For someone who loves suspense, this kind of writing is a lot of fun — some of the most fun I've ever had. It was like watching or reading a thriller, but I got to decide what would happen next — and I would surprise myself. A scenario, after all, creates a kind of puzzle for the author to solve — and this point leads me to my next observation . . .
A Satisfying Exercise for the Mind
This experience of creating and feeding my own appetite for suspense led to another pleasant experience. If you have ever tried to write a plot, you know that the process can be challenging. To satisfy the reader, you need to make the pieces fit together, so to speak. This can be especially difficult when you are writing a thriller or a mystery novel because you want to surprise the reader, but the plot needs to be believable. One of the best-known literary sins is relying on the deus ex machina. This term, Latin for "God from the machine," refers to the process of resolving a plot in a simplistic way — by bringing in something external to the story to make everything come right, for example. (The phrase goes back to a dramatic device of bringing a supernatural character into a play by literally lowering the actor from a machine above the stage.)
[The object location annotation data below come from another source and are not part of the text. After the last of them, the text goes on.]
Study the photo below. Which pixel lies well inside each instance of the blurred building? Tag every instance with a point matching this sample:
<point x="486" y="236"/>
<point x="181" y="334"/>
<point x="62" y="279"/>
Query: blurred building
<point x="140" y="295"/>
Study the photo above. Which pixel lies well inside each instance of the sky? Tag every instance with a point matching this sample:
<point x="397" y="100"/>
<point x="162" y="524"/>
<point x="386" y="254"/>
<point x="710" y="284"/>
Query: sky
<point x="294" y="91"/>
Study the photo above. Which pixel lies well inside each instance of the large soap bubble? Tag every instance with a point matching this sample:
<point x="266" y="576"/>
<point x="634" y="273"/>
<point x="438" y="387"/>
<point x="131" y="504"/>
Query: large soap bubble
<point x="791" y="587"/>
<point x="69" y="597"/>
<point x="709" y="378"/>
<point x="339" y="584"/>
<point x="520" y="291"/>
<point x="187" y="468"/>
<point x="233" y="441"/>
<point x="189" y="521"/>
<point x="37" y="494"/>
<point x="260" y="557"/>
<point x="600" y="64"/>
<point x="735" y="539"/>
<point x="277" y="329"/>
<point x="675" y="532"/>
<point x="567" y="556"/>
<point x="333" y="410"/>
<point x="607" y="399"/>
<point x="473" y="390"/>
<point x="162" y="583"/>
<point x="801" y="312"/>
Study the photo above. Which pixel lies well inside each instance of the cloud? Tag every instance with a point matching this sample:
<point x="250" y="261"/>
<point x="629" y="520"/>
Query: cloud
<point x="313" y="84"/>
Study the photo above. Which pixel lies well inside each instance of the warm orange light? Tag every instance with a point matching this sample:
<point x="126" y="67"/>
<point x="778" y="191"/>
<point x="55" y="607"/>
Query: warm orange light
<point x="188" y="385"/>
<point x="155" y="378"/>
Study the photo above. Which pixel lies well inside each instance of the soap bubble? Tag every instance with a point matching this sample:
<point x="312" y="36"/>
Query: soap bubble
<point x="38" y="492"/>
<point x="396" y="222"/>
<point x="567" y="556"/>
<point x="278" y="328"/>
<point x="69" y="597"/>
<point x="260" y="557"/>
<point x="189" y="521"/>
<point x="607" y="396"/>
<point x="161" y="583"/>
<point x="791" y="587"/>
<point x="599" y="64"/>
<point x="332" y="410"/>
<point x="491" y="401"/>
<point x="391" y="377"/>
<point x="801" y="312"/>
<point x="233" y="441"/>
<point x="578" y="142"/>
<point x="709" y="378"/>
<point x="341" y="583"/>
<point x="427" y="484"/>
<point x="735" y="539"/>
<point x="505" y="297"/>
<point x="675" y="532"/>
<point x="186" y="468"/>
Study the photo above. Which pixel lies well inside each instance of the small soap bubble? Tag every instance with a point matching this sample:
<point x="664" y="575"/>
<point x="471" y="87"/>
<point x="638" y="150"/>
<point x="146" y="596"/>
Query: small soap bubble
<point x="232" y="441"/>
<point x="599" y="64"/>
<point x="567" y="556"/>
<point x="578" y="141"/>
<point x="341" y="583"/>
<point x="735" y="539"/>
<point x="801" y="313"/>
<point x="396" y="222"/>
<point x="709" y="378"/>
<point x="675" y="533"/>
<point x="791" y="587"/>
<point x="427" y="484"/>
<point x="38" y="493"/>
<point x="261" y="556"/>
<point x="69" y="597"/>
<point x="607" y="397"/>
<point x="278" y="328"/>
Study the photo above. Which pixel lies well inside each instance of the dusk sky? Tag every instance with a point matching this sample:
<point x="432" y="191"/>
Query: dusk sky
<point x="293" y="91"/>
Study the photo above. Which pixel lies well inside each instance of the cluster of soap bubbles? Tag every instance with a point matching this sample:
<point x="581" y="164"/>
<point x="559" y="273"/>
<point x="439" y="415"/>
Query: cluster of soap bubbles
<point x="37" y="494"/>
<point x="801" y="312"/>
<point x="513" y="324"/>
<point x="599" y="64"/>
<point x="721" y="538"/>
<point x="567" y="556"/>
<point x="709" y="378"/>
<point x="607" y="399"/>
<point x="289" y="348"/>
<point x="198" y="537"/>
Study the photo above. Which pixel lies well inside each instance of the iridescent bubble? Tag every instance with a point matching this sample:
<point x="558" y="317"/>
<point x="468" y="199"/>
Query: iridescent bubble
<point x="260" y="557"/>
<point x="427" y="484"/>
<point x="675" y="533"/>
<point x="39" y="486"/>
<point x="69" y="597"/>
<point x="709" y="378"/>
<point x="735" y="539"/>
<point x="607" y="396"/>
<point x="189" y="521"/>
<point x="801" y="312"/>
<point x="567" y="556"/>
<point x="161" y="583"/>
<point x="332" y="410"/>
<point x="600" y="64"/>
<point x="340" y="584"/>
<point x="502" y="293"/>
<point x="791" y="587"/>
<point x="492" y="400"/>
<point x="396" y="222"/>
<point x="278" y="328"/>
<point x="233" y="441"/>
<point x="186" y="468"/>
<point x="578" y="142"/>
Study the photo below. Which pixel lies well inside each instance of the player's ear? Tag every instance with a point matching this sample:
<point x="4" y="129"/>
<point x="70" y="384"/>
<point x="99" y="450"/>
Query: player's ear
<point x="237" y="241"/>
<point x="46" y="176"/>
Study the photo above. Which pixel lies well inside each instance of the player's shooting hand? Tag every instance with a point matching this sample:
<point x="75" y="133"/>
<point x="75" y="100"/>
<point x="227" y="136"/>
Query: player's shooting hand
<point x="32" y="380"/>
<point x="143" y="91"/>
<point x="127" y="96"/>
Throughout my experience of writing this novel, I strove to stitch together all the events in a way that seemed believable. Again and again, as I was writing, I would put a character into a situation and then have to move him or her forward, so to speak, while maintaining some believability. Literally or figuratively, I was continually asking myself, "How do I get him into this room?" or "How is she going to escape?”
Each time, I think, I came up with something that allowed me to keep going, and achieving all those little victories was pretty satisfying. It was like solving one puzzle after another — a kind of exercise for the mind.
Ultimately, you will be the judge of whether I succeeded.